I loved the first Borderlands. It came out at the perfect time for me to sink dozens of hours into that strange little world. I probably played through it four or five times with different characters and friends. I wrung every drop of enjoyment that I could out of it, and I had fun the entire time. I can remember how excited I was for the second game when it came out, and that night I rushed home with friends to play it as soon as it launched. But something was different. Some of the magic that used to be there was lost for me. I still played it through twice, but towards the end it started to feel more like an obligation as opposed to me actually wanting to play it more. The world started to feel empty and the characters started to annoy me. The gameplay was still the same solid base, and it carried the game for me for a long time, but eventually I put it down, and I haven’t looked back since.


I had hoped that The Pre-Sequel could reignite some of that fire in me for a new Borderlands game, but unfortunately, it seems that it took all of the problems of the previous games and amplified them while taking some of the good things away. The environments are empty and boring, the guns feel weaker and more generic than they did before, and the movement just does not feel right anymore. I don’t know who thought that zero-g made for compelling movement, but they were wrong. Same with the new oxygen conservation mechanic.
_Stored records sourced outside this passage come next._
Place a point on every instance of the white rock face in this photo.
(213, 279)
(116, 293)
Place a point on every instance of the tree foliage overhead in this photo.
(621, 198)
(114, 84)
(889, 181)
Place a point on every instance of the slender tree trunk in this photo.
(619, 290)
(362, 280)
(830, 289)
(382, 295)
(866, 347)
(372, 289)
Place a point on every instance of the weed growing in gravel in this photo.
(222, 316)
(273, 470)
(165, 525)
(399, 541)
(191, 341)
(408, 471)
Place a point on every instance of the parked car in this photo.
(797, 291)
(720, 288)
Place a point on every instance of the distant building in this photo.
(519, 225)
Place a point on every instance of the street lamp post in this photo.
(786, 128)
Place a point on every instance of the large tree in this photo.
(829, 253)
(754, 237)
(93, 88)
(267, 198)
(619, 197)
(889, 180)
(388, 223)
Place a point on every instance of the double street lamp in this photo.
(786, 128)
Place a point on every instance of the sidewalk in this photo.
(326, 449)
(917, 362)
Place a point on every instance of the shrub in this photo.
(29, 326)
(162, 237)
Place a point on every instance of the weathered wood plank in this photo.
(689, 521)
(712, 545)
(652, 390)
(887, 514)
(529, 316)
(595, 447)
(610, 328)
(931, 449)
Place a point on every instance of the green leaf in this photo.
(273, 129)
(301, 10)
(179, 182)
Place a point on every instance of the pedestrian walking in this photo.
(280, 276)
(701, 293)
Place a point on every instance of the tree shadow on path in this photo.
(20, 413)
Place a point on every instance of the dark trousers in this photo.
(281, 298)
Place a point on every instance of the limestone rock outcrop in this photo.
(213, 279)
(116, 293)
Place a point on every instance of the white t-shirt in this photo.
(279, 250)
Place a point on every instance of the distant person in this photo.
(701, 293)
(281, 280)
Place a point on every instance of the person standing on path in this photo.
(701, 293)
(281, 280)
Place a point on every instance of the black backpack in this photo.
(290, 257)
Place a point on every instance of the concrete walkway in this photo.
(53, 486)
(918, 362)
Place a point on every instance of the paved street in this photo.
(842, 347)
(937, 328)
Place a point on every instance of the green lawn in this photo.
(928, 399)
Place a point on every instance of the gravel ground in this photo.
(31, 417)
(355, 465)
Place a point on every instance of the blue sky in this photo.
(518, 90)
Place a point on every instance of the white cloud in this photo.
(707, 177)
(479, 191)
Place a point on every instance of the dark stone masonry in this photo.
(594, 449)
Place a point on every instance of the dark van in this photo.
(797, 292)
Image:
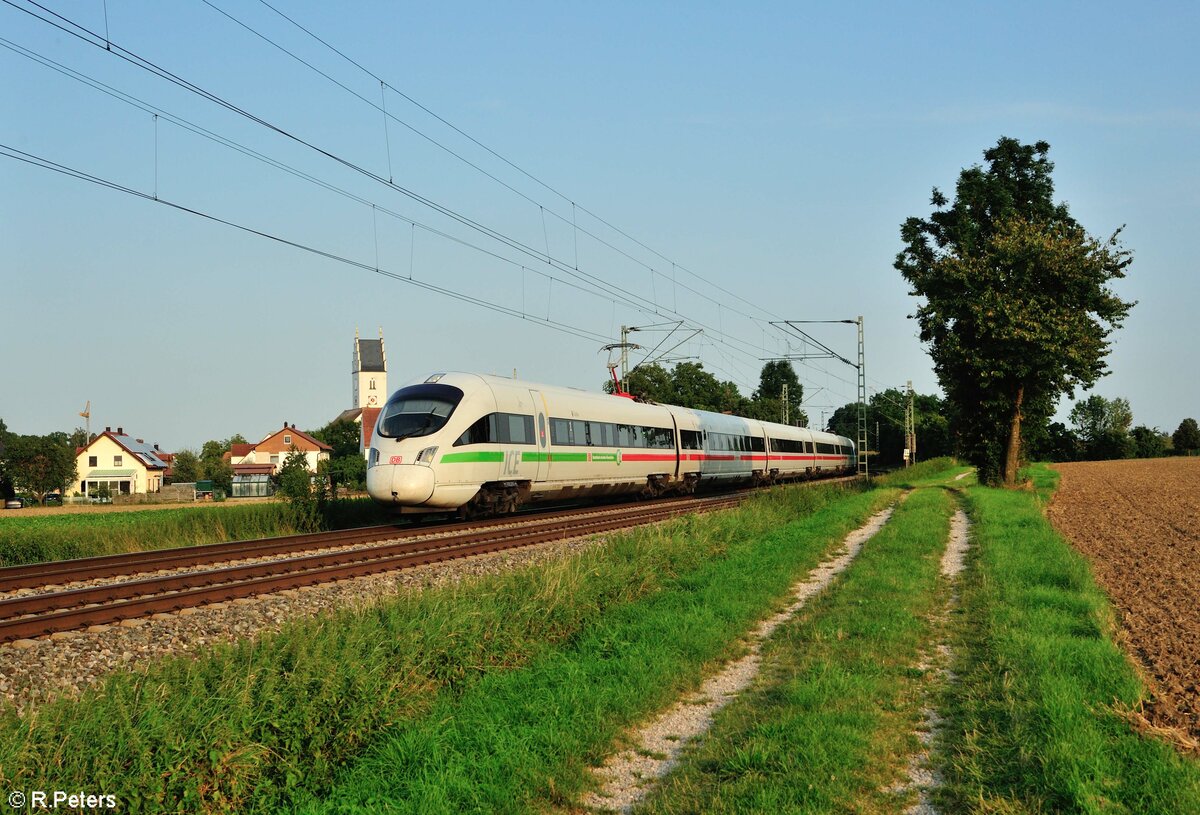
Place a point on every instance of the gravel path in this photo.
(629, 775)
(923, 777)
(34, 671)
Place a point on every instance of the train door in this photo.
(541, 430)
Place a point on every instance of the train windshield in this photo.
(418, 411)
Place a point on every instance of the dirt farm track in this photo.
(1139, 525)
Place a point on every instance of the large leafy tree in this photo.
(885, 431)
(1186, 437)
(1015, 301)
(1102, 426)
(767, 402)
(40, 465)
(186, 467)
(347, 466)
(1149, 442)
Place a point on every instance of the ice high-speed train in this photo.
(485, 444)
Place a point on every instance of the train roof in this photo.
(491, 379)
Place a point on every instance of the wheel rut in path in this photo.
(923, 774)
(628, 777)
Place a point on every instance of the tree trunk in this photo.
(1013, 456)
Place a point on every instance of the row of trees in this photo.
(35, 465)
(1015, 301)
(1103, 429)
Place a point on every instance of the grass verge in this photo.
(70, 535)
(263, 725)
(828, 726)
(1036, 718)
(523, 741)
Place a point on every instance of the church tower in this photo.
(370, 372)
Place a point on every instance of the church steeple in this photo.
(370, 372)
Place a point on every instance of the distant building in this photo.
(369, 376)
(125, 465)
(269, 455)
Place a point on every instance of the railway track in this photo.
(354, 553)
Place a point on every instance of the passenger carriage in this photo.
(487, 444)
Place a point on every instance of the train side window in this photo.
(559, 431)
(516, 429)
(579, 432)
(481, 432)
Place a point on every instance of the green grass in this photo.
(525, 739)
(925, 473)
(1037, 713)
(36, 539)
(828, 726)
(261, 726)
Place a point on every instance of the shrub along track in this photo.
(1139, 525)
(48, 612)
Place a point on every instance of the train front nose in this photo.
(408, 485)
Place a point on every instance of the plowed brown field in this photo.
(1139, 523)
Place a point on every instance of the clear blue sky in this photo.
(769, 151)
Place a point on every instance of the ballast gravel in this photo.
(36, 671)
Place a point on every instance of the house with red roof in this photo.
(269, 455)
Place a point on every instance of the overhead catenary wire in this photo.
(48, 165)
(179, 121)
(457, 155)
(630, 299)
(516, 167)
(615, 293)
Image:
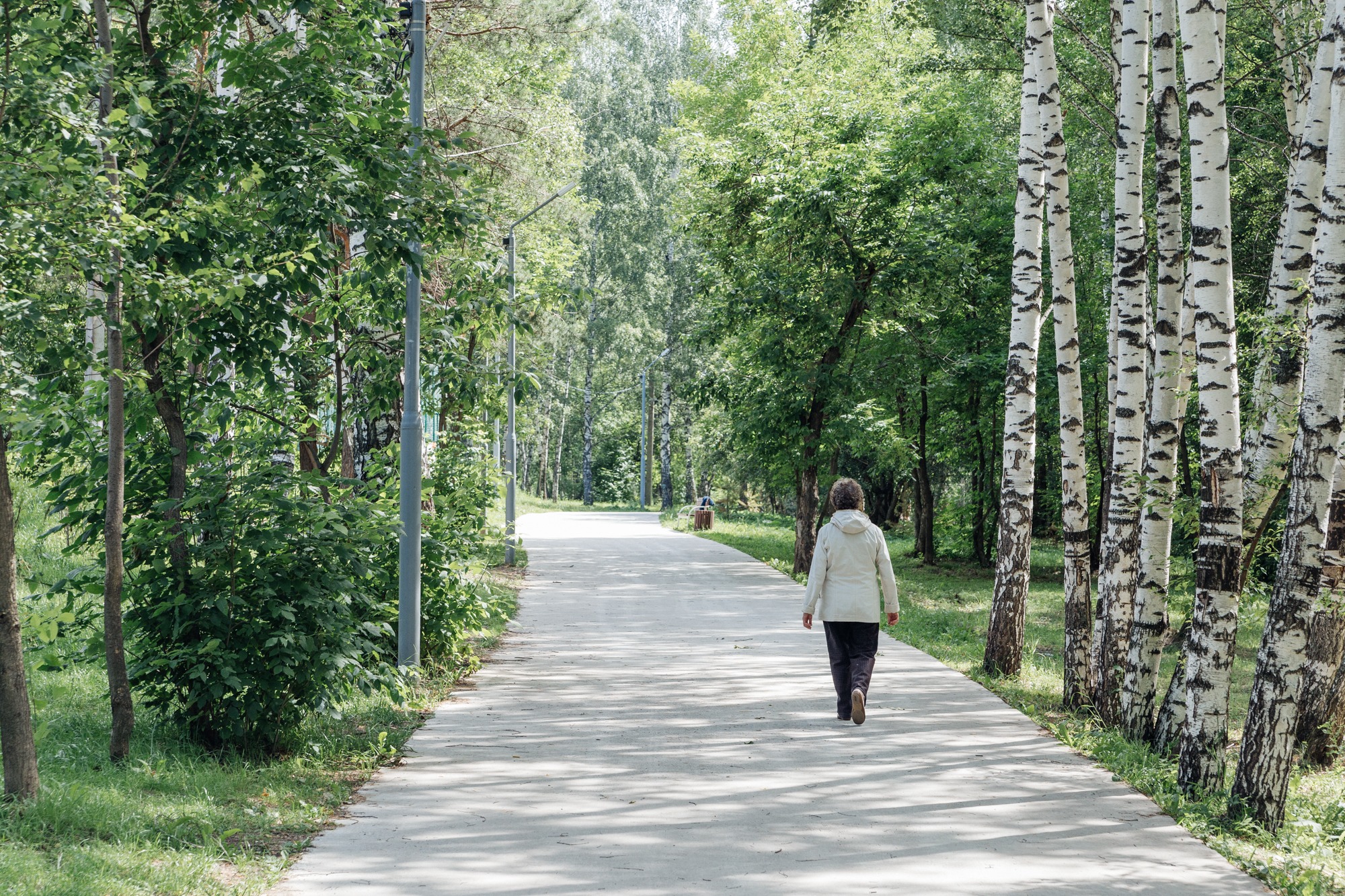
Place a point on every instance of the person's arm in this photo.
(817, 579)
(890, 581)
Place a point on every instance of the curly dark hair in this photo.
(847, 494)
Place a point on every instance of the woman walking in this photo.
(849, 560)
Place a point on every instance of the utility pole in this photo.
(410, 545)
(510, 435)
(645, 376)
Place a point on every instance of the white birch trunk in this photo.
(1005, 635)
(1096, 642)
(1210, 655)
(666, 446)
(1261, 784)
(1118, 576)
(587, 470)
(1280, 373)
(1074, 467)
(1168, 404)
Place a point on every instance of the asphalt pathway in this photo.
(660, 723)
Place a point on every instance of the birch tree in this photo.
(1074, 467)
(1013, 565)
(1210, 653)
(1266, 760)
(119, 682)
(666, 444)
(1280, 374)
(17, 741)
(1320, 701)
(1118, 575)
(590, 360)
(1149, 622)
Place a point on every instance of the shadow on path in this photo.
(660, 723)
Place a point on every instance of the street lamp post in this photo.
(645, 374)
(510, 435)
(410, 544)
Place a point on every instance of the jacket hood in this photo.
(851, 521)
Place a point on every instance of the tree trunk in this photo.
(1013, 567)
(666, 446)
(560, 436)
(691, 474)
(1319, 702)
(17, 743)
(1074, 466)
(170, 413)
(1210, 655)
(806, 510)
(544, 448)
(588, 409)
(1105, 454)
(1261, 784)
(925, 530)
(980, 478)
(1278, 380)
(1172, 715)
(1118, 576)
(1168, 405)
(119, 684)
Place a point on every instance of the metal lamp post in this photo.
(410, 544)
(510, 435)
(645, 374)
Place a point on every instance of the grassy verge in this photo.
(945, 610)
(176, 818)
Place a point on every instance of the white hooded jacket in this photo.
(849, 553)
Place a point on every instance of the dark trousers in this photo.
(852, 647)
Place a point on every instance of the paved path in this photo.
(660, 723)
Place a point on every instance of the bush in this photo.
(276, 612)
(455, 604)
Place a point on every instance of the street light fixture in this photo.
(510, 436)
(645, 473)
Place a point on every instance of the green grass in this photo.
(176, 818)
(945, 611)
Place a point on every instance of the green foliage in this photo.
(457, 603)
(275, 618)
(945, 612)
(853, 209)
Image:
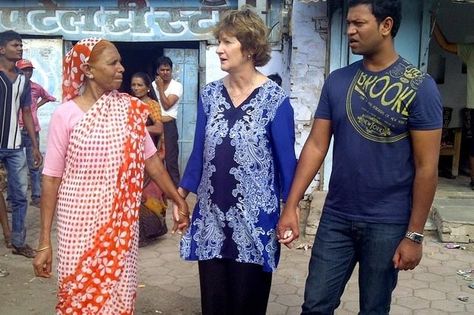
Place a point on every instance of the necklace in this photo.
(237, 97)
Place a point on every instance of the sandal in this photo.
(8, 241)
(3, 272)
(26, 251)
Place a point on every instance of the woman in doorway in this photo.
(98, 149)
(153, 209)
(242, 161)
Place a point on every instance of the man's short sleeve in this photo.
(25, 97)
(427, 110)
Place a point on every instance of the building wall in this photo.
(308, 66)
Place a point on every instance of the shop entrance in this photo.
(141, 56)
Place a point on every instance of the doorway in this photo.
(141, 56)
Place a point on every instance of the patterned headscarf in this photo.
(73, 77)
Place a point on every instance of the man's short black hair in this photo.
(382, 9)
(8, 36)
(163, 60)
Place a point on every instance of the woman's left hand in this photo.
(180, 217)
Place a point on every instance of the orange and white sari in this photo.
(97, 209)
(98, 204)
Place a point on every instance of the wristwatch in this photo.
(415, 237)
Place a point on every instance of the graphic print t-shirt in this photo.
(373, 167)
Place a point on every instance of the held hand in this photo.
(38, 158)
(288, 226)
(180, 217)
(408, 255)
(42, 263)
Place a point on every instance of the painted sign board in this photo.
(119, 20)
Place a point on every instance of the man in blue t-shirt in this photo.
(386, 119)
(15, 95)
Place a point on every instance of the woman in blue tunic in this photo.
(242, 163)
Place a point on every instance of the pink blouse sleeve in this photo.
(58, 140)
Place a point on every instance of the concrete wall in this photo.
(308, 67)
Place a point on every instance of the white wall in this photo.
(308, 66)
(457, 23)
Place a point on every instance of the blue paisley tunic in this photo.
(242, 163)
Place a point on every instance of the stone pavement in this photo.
(168, 285)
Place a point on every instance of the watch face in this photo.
(416, 237)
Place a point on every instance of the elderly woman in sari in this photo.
(98, 149)
(242, 162)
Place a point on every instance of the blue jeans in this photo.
(35, 172)
(15, 164)
(338, 246)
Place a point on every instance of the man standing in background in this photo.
(169, 92)
(15, 95)
(39, 97)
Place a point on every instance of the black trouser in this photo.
(233, 288)
(171, 150)
(471, 125)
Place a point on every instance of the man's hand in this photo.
(38, 158)
(180, 217)
(288, 226)
(42, 263)
(408, 255)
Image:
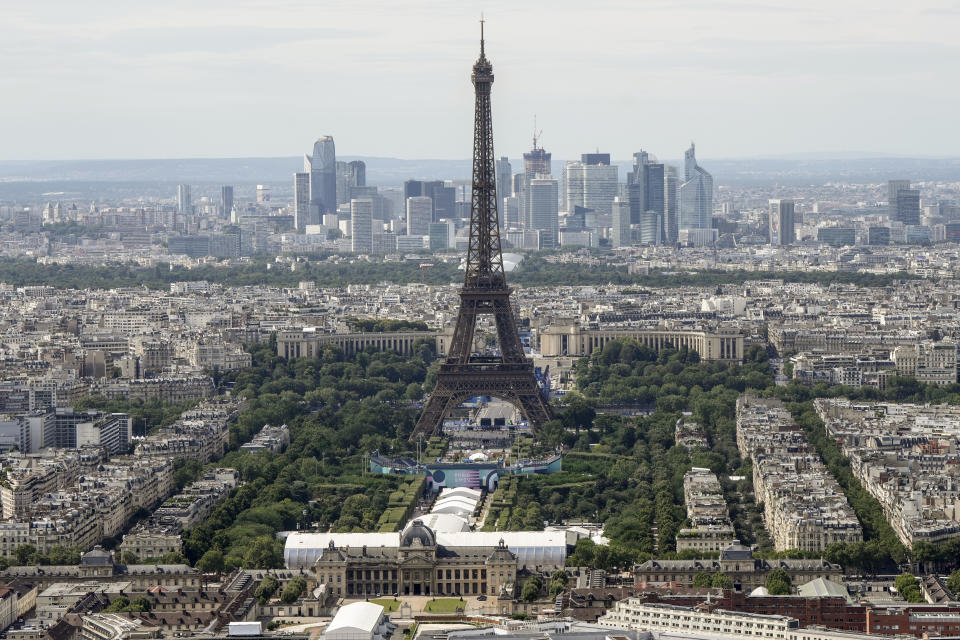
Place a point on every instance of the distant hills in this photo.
(21, 180)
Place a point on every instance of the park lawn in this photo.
(389, 604)
(445, 605)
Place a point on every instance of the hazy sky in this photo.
(97, 79)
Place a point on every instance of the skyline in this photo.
(183, 83)
(218, 80)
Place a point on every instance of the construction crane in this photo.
(423, 266)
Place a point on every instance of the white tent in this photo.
(356, 621)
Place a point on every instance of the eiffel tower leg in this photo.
(437, 408)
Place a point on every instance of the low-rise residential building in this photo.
(907, 457)
(804, 507)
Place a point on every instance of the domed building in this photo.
(417, 566)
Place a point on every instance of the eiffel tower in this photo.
(464, 375)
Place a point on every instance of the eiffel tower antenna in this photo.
(464, 375)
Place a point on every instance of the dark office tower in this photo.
(302, 211)
(671, 195)
(696, 194)
(350, 176)
(782, 223)
(504, 180)
(184, 201)
(880, 236)
(893, 188)
(645, 188)
(226, 201)
(444, 202)
(536, 162)
(908, 206)
(322, 167)
(358, 173)
(412, 189)
(654, 185)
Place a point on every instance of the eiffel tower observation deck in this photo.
(464, 375)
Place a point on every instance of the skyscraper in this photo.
(893, 188)
(537, 162)
(696, 194)
(671, 195)
(621, 236)
(184, 203)
(504, 179)
(226, 201)
(322, 167)
(419, 215)
(591, 186)
(908, 206)
(303, 213)
(645, 187)
(544, 209)
(782, 229)
(361, 225)
(350, 176)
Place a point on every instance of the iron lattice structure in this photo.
(465, 375)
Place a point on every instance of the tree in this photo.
(294, 589)
(778, 582)
(263, 553)
(118, 605)
(267, 587)
(908, 586)
(531, 589)
(64, 555)
(953, 582)
(721, 581)
(25, 554)
(702, 579)
(138, 604)
(211, 561)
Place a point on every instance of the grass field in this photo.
(389, 604)
(444, 605)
The controls feel floaty and sluggish, the exact opposite of what I want in a shooter. The oxygen adds a constant annoyance that you have to manage for the first few hours, constantly having to keep in mind where you can refill your meager reserves. I never found a laser weapon that felt good, and the story was nonsensical at best and contradictory at worst. The characters were flat and the world uninteresting. It’s a problem that
Borderlands 2 barely managed to avoid by leaning heavily on the characters from the first game, but they couldn’t use the same crutch again.


The one saving grace of this game is the co-op. Playing a game with your friends has the remarkable ability to make any game feel fun, and as a way to waste a weekend away, there are much worse ideas. The player characters abilities feel cool, if a little uninspired, and I loved playing as Nisha and using her “aim bot” like lawgiver ability to mow down waves of enemies in a split second. It isn’t something that I would want to play by myself for any extended period of time, and that’ is why I ultimately put it down long before the end of the game. There were a few cool things here, but ultimately it fell flat. They will have to take a good long look at their formula before they put out their next title, or I may find myself not coming back at all.



Tom has been writing about media since he was a senior in high school. He likes long walks on the beach, dark liquor, and when characters reload guns in action movies.